Some notes on Design Patterns

We used the Singleton pattern for the WatsonManager and GameManager because we want them to be globally accessible and to be instantiated only once – they will not be destroyed upon entering the AR mode.

We used the Observer pattern for the SpeechBubble and TextToSpeech. This way, the Assistant sends a notification after receiving a response from the chatbot. After observing it, the SpeechBubble shows up and starts a timer.

When the timer reaches 0, the SpeechBubble disappears.
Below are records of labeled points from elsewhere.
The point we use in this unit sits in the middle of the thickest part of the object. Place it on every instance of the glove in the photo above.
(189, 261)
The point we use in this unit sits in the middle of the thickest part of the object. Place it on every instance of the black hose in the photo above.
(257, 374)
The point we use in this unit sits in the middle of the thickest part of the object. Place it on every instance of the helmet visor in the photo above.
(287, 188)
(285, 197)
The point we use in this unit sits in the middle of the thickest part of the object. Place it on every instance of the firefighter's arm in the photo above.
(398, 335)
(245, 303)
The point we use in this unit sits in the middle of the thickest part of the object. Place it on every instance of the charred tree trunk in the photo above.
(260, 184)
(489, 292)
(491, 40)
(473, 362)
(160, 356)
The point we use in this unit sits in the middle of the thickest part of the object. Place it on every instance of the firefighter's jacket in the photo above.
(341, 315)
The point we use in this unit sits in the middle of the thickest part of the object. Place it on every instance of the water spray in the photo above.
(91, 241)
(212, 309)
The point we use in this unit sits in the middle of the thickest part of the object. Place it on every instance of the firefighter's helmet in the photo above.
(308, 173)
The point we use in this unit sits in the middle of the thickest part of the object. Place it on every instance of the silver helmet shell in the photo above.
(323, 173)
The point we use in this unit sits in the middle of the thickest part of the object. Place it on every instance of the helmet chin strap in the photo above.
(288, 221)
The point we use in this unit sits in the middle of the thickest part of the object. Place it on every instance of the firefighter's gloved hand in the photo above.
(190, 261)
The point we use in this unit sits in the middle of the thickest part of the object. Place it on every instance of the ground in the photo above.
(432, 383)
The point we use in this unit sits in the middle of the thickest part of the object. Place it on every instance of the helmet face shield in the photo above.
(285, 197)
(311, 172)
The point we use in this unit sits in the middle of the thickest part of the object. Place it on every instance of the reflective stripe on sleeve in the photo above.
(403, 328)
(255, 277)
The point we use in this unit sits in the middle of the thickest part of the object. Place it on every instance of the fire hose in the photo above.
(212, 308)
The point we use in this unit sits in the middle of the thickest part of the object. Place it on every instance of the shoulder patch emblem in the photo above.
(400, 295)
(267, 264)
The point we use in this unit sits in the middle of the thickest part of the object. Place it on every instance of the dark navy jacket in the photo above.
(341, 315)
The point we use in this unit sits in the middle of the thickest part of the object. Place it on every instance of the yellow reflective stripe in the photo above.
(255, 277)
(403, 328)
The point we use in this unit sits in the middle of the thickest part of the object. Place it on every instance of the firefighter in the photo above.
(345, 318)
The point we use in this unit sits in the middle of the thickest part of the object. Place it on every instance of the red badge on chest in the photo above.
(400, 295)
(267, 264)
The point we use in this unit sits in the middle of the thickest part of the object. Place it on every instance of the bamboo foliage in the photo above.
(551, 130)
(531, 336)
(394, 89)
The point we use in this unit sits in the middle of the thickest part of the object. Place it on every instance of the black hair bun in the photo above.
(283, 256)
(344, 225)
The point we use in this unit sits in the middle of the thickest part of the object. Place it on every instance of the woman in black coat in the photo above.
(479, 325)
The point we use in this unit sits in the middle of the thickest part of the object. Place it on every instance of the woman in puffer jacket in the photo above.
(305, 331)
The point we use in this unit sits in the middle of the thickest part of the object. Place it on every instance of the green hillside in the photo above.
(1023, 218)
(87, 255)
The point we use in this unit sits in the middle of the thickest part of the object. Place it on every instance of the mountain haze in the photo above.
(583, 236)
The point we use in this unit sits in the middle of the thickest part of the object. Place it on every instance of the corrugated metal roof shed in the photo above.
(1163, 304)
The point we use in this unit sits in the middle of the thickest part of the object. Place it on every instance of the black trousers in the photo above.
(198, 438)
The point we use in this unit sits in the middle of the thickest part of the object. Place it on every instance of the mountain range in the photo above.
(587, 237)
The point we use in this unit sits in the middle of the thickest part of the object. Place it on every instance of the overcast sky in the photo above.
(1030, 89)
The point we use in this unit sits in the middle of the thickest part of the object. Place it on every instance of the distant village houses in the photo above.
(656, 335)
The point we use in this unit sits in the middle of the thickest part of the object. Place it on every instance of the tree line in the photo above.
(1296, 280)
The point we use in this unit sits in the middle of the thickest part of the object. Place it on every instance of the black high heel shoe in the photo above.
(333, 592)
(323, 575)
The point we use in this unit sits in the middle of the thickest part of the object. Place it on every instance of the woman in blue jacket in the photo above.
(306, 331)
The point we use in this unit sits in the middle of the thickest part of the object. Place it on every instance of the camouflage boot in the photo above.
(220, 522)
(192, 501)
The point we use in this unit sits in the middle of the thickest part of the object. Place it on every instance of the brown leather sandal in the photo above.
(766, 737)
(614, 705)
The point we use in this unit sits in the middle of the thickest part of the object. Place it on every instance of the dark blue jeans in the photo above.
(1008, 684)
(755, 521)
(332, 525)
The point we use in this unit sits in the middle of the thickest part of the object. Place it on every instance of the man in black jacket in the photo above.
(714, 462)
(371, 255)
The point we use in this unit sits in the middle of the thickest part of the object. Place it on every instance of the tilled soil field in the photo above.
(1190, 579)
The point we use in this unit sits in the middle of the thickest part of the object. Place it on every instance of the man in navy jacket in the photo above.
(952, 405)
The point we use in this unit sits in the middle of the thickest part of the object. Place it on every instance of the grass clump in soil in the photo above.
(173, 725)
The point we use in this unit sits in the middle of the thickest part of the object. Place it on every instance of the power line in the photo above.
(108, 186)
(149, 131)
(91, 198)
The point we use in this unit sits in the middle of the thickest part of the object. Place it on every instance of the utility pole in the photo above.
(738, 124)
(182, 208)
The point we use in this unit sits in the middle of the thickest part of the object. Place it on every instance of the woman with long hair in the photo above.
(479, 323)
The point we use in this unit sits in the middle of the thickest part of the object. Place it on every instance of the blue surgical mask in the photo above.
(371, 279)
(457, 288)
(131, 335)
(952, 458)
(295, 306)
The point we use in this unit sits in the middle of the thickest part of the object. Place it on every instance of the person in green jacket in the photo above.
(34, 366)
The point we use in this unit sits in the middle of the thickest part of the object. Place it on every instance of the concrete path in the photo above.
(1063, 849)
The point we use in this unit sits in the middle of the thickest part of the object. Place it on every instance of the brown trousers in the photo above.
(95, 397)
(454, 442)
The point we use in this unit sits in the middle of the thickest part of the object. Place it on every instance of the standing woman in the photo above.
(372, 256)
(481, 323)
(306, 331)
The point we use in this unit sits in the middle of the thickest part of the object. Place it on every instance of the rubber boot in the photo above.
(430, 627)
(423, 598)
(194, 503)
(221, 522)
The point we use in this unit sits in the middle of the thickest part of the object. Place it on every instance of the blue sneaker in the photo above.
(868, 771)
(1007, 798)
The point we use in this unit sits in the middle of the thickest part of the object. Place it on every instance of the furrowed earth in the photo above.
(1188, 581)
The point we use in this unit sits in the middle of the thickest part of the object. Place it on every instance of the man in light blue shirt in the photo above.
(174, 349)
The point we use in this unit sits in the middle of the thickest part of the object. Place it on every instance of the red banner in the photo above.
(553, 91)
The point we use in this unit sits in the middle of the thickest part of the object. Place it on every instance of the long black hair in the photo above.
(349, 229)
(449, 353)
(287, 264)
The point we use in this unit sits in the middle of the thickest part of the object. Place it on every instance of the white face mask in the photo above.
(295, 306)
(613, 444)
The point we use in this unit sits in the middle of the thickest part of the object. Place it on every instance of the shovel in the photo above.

TextToSpeech sends the text string to the backend, retrieves an audio clip, and plays it.


Web Server

Hosting

The website is hosted on DigitalOcean App Platform, due to its speed of setup and continuous integration ability

Every time a commit is pushed to the master branch of the git repository, the website is redeployed (with automatic rollback if there is an issue with the deploy)

There is also a PostgreSQL database managed by DigitalOcean

Web framework

The code for the web server is written in Python, using the Django web framework

This is due to the range of features included in Django (including the ORM, and automated admin panel) as well as the wealth of libraries available for both Python and Django which make developing common patterns much easier

The ORM is used to manage the tables that store users and pets, and stably migrate database state when changes are made

API

The API is written using djangorestframework which sits on top of Django’s view system, to provide a set of common classes to do common API operations

The ModelViewSet provides the ability to create, read, list, update, and delete records in a database table (with the ability to add custom filters, for example the PetViewSet only shows pets for the current user)

The Router then links various URLS (/api/pet/3/update etc.) to their relevant views within the ModelViewSet

There is a PetViewSet which provides full CRUD for the Pet model

There is UserViewSet which just provides an endpoint for the currently logged in user to get information about their account (name, preferences etc.)

Authentication

Uses JSON Web Tokens (JWT) which is an open standard for sending encryption and signatures as JSON

A user sends a username and password to an API endpoint and, if they match a user account in the system, they are returned a JWT

This JWT contains which account the user is authenticated to, along with the expiry date (1 week after obtaining), and a signature generated using a key stored on the server which verifies the enclosed information

This token should be included with every API request as a bearer token in the Authorization header.

This allows the server to know that the user is authenticated to access the API, and specifically which account they are authenticated to (so that the correct data can be returned)

The underlying implementation of this signing algorithm is done by a python library call drf-jwt

Documentation

There is API documentation provided as a hosted webpage, alongside the API

This is achieved using a few pieces of open-source technology connected together

Swagger is a system to describe API’s using JSON, in order to make them indexable by automated systems

There is a related project called Swagger UI which can take an API description in Swagger and create very detailed API documentation, including example requests and responses

Lastly, there is a library called drf-yasg which generates a Swagger description of a djangorestframework API

Combining drf-yasg and Swagger UI, we were able to generate very usable API documentation, with all of the definitions coming from the same code that actually implements the API. There was some amount of difficulty changing the default functionality of both drf-yasg and Swagger UI, to customise the documentation a bit, but this is to be expected.